You most likely have heard the answer to the following question: “What should I do to become a writer?”…Write! You may also have seen the slogan of a well-known sports gear company – JUST DO IT! This sums up the job of the writer, which is to deliver the result by doing the work.
In 2008 I took a month off to make a successful attempt at NaNoWriMo of that year. The project I was working on was particularly challenging (in hindsight) in that I was combining non-fiction and fiction, which requires two brains that do not work well at the same time. It soon became apparent that the type of project was not the reason I was not getting anywhere. The real reason was far worse and much simpler – I was just not getting the words down. It was then that I realised just how much discipline you need as a writer. The romantic ideal we have of words spilling down onto paper when a creative urge strikes is simply not a reality. As the saying goes: 1% inspiration and 99% perspiration. And the muse only really seems to appear when we are sweating to get it done.

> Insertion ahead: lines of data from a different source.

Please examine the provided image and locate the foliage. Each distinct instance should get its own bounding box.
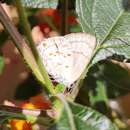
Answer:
[0,0,130,130]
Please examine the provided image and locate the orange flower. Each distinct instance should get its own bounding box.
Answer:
[30,95,51,109]
[10,119,32,130]
[10,95,51,130]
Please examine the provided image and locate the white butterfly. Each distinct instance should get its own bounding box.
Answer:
[37,33,96,87]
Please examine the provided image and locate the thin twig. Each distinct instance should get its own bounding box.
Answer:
[15,0,54,94]
[0,2,54,94]
[61,0,68,35]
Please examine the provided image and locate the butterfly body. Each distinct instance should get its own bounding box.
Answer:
[37,33,96,87]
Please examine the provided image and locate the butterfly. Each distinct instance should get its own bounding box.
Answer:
[37,33,96,87]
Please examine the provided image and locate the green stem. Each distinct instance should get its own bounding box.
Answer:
[15,0,54,94]
[61,0,69,35]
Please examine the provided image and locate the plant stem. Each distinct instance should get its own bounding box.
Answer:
[15,0,54,94]
[0,2,54,94]
[61,0,69,35]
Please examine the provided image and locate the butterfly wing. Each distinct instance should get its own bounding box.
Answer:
[37,33,95,86]
[65,33,96,83]
[37,37,73,85]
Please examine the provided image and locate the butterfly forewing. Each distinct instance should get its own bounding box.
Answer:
[37,33,96,87]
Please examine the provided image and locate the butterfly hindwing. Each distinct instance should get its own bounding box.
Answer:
[37,33,96,86]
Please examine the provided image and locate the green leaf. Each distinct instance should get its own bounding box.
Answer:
[84,61,130,100]
[92,0,130,62]
[0,56,4,75]
[89,80,108,106]
[22,0,58,8]
[76,0,130,64]
[50,96,117,130]
[76,0,94,34]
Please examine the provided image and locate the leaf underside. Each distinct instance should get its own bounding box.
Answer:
[76,0,130,64]
[22,0,58,8]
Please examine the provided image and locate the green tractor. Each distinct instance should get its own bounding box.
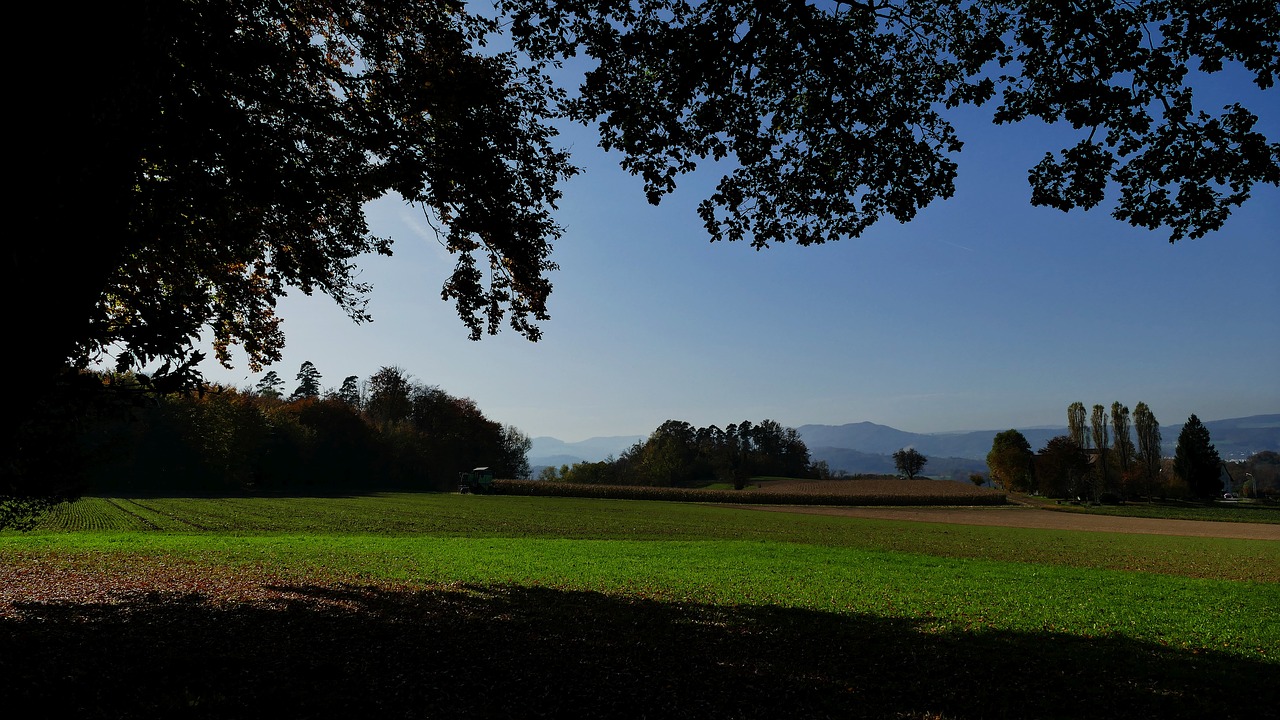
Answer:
[458,468,493,495]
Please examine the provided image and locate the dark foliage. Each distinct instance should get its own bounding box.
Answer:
[1174,415,1222,497]
[559,420,813,489]
[1036,436,1089,497]
[0,584,1277,720]
[48,368,530,499]
[893,447,929,479]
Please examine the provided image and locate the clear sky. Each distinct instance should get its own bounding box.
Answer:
[194,65,1280,441]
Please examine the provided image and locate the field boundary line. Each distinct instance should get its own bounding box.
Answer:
[733,505,1280,541]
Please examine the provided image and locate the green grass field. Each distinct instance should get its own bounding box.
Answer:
[0,495,1280,717]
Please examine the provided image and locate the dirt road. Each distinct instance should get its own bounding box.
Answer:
[737,505,1280,541]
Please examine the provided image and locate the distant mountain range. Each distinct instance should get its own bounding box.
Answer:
[529,414,1280,478]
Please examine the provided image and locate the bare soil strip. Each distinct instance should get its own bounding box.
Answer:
[733,505,1280,541]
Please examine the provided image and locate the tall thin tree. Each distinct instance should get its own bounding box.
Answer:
[1133,402,1162,495]
[1089,405,1111,500]
[1066,402,1091,450]
[1111,401,1134,483]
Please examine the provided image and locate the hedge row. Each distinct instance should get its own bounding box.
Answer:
[493,480,1006,505]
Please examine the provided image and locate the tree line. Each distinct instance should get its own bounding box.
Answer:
[539,420,822,489]
[987,401,1280,501]
[30,361,531,493]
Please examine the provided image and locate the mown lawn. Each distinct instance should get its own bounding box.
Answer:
[0,495,1280,717]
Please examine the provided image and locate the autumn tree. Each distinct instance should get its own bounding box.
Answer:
[893,447,929,479]
[1174,414,1222,498]
[1111,401,1134,483]
[1036,436,1089,497]
[1066,402,1092,450]
[365,365,415,425]
[1133,402,1164,495]
[987,429,1034,492]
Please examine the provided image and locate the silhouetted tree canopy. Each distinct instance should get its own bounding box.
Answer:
[15,0,1280,389]
[0,0,1280,502]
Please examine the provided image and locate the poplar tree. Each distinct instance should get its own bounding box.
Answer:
[1089,405,1111,500]
[1133,402,1164,495]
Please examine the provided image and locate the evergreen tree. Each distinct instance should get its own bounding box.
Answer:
[1174,415,1222,497]
[253,370,284,400]
[289,360,320,400]
[338,375,360,407]
[893,447,929,479]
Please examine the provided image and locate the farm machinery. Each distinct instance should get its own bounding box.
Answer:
[458,468,493,495]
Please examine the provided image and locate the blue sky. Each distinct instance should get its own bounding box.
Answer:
[194,67,1280,441]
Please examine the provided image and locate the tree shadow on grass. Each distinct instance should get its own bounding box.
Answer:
[0,587,1277,720]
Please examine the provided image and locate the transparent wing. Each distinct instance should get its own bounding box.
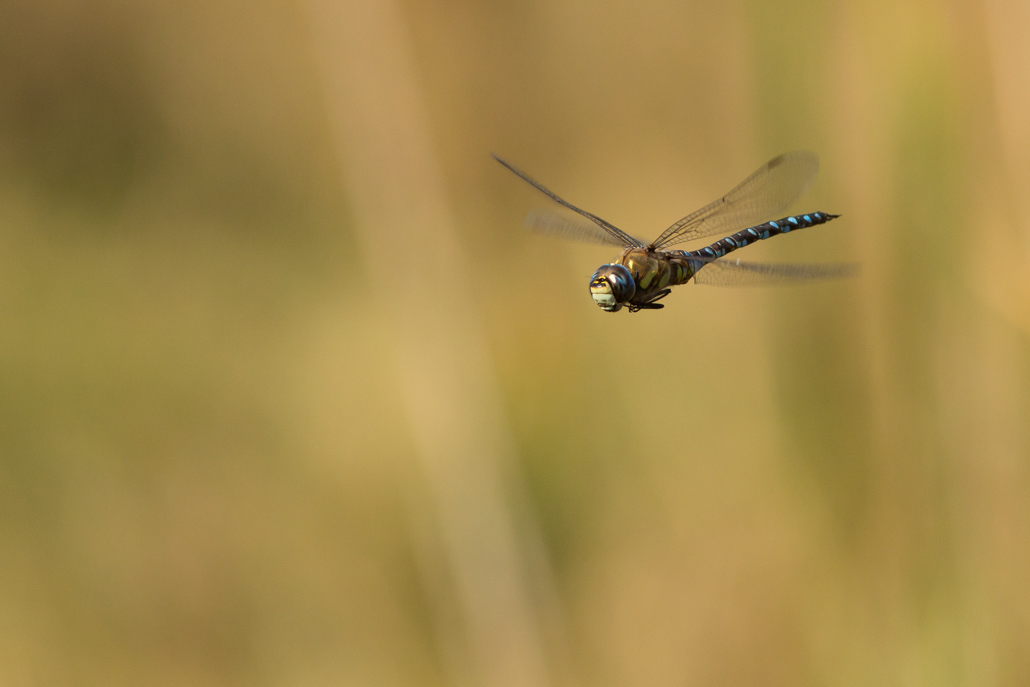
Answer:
[694,259,858,286]
[493,156,644,248]
[525,208,640,248]
[654,150,819,248]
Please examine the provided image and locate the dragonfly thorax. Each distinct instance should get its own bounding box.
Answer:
[590,263,637,312]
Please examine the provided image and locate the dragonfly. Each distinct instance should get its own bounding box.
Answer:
[493,150,856,312]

Knowing that the job of a writer requires effort, focus and discipline, the real issue then is to work within these parameters and find a way to structure “how” you work.
Your first consideration is passion and energy. If you are passionate about what you are writing and why, you already have a huge impetus of energy and drive behind you. If the reason is important to you it will save you in those many moments of doubt and lethargy that strike when you least expect. So the question you need to ask yourself is “Why do I write?” In your quiet, reflective time, make a few notes on what your bigger reason is. Remember that for some people, writing is the only way of getting your feelings and thoughts out of yourself and into some kind of clear picture. Perhaps for you the bigger reason is to do this. Be wary of thinking your reason has to be grandiose to count – it just needs to be important to you.
Next you need a plan. I remember spending countless hours at school and university plotting out my study time tables which were abandoned on Day Two. Yet my working life showed me just how important it is to plan. Set yourself a daily target of word count and outcome. I have often read how it is better to write a smaller amount every day than to do a marathon session in one go. The hare approach results in a lot of energy being required to get back into the flow / story / concept that you have been working on, whereas the tortoise keeps on plodding, making steady yet sure progress.
Another aspect of this planning process is ritual. I will share some insights with you in a later article on your place where you write, yet for now it is important to consider the structure of your day that supports you getting the words down. This includes finding the right time of day to write and creating for yourself the habit of setting the scene for work and then doing it. Stephen King has just such a ritual. Every day, even on public holidays and birthdays, he sits down at his desk at the same time and does not leave until he has finished his daily quota of 2000 words. Every day. Only once he is finished does he allow himself to have lunch. If he has a quick day then it is an early break, yet on slow days he gets hungry. This is the kind of habit and discipline that makes him successful. Talent is of course part of it, yet sometimes we undervalue the role of disciplined action in becoming a genius!
Do you have a special routine that really works for you? Please share it with us.